Nuestro cerebro contribuye a crear cierta ilusión. Cuando leemos una información que ya hemos visto anteriormente, la reconocemos y experimentamos una sensación de familiaridad. Creemos saberla porque nos resulta conocida. Sin embargo, reconocer una idea no significa necesariamente comprenderla en profundidad ni ser capaces de explicarla, relacionarla con otras o recuperarla cuando la necesitamos.
Por eso conviene distinguir entre conservar, reconstruir y reaprender. Conservar significa mantener un conocimiento disponible en la memoria. Reconstruir supone algo más complejo: recuperarlo, relacionarlo y volver a darle forma sin depender completamente de la fuente original. Reaprender, en cambio, consiste en regresar a algo aparentemente olvidado y reconstruirlo a partir de los rastros que permanecen. Son procesos diferentes que solemos reunir bajo una misma expresión: «lo sé».

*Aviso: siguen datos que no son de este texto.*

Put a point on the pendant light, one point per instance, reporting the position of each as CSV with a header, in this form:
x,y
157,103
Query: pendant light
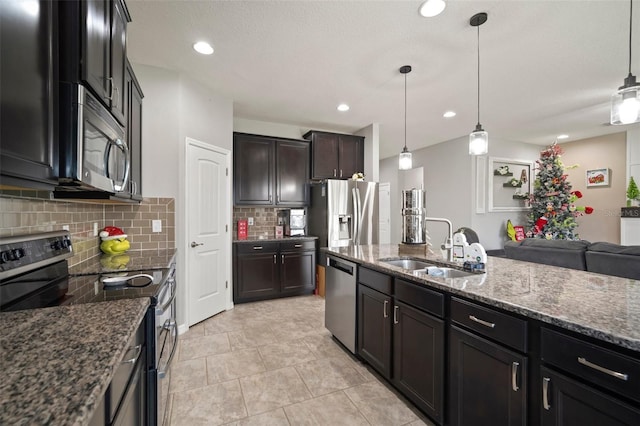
x,y
404,162
478,139
625,102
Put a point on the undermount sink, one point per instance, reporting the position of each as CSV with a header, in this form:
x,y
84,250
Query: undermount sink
x,y
411,264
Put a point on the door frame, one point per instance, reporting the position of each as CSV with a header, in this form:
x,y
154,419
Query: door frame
x,y
184,240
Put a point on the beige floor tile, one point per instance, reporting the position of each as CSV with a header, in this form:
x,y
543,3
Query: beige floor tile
x,y
273,389
379,405
213,405
329,375
203,346
332,409
284,354
271,418
232,365
186,375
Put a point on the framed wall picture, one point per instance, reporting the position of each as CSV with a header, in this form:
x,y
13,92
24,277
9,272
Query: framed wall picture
x,y
598,177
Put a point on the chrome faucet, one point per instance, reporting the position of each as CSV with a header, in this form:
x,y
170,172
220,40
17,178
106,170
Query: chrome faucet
x,y
448,245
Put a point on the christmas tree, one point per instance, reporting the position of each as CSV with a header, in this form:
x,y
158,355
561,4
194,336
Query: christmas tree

La inteligencia artificial hace todavía más difusa esta frontera. Puede ayudarnos extraordinariamente a comprender conceptos difíciles, establecer relaciones o acceder rápidamente a explicaciones adaptadas a nuestras necesidades. Pero esa facilidad también contiene un riesgo: confundir la claridad de la respuesta con la profundidad de nuestro aprendizaje. Podemos comprender perfectamente algo mientras lo estamos leyendo y descubrir, poco después, que somos incapaces de reconstruirlo por nosotros mismos.
Tal vez estemos entrando en una época en la que será necesario distinguir entre conocimiento accesible y conocimiento adquirido. El primero puede permanecer fuera de nosotros, disponible en cualquier momento. El segundo exige algún tipo de transformación interior: algo debe quedar, relacionarse con lo que ya sabemos y modificar nuestra manera de pensar.
La inteligencia artificial puede ampliar enormemente aquello que somos capaces de conocer. Pero precisamente por eso plantea una pregunta que merece acompañarnos:
¿Estamos aprendiendo más o simplemente estamos accediendo mejor al conocimiento?